Manitoba's timid Conservatives
Which is to say, this election was far from a sure thing...
After a campaign that has been widely panned for its tediousness, Tuesday’s Manitoba election may yet turn out to be a nailbiter. The NDP holds a comfortable lead in the latest poll, but turnout and Conservative strength in rural Manitoba should combine to make it a close race in the end.Which is to say, this election was far from a sure thingm, notwithstanding Premier Gary Doer’s vaunted personal popularity. It was to be expected that the NDP would run a safe, front-runner campaign -- promising little, ducking debates, and emphasizing the premier’s golfing-buddy appeal at every turn. What was less predictable was the timidity of the Conservative campaign.

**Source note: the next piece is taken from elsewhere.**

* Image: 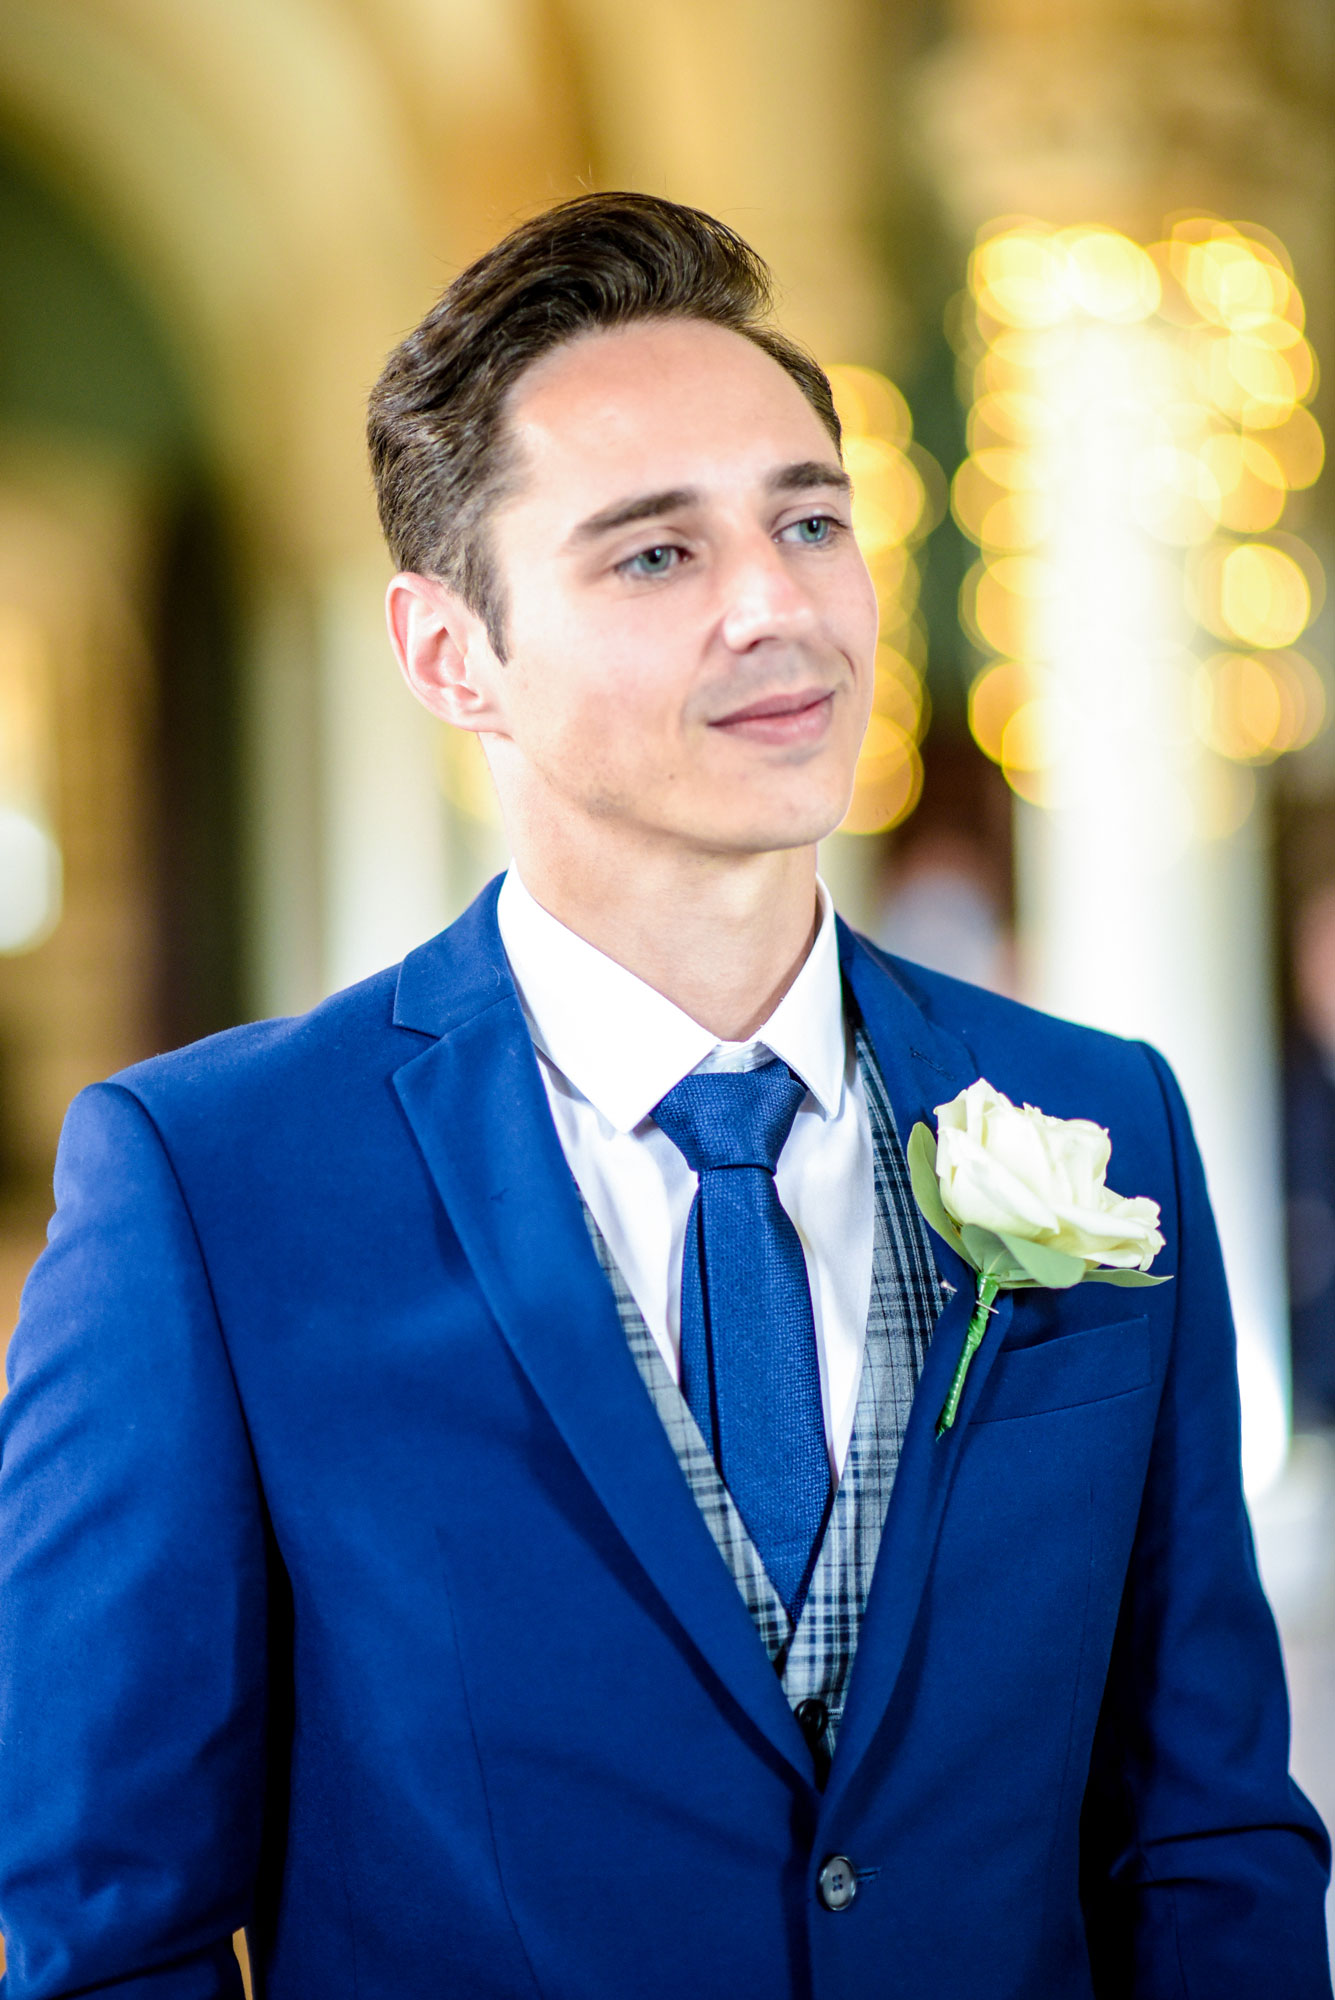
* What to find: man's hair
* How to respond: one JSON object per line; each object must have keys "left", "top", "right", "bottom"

For there was an audience among Manitobans for a more ambitious, risk-taking message, a mood for change of a kind I cannot recall. Growing up in Winnipeg, I don’t remember anyone getting too vexed about the annual exodus of young people. There was always someone to take their place, it seemed. Middle-of-the-road by temperament, a middle-class province for people in the middle of their careers, Manitoba neither boomed nor busted, its population neither rose nor fell much. It was a good enough place to live and work, and that suited most people just fine.
But lately one sensed a certain anxiety, an unsettled feeling that good enough was no longer good enough. Whether it was the allure of Alberta or the growing mobility that is the calling card of educated youth everywhere, the outmigration became too pronounced to ignore. The do-littlism of the Doer government over its eight years in office, changing nothing and antagonizing no one, might ordinarily encourage a similar sense of self-satisfaction in the public. But its complacency was also a potential vulnerability -- provided the Tories could light a fire under voters, making them feel that change was not only necessary but possible.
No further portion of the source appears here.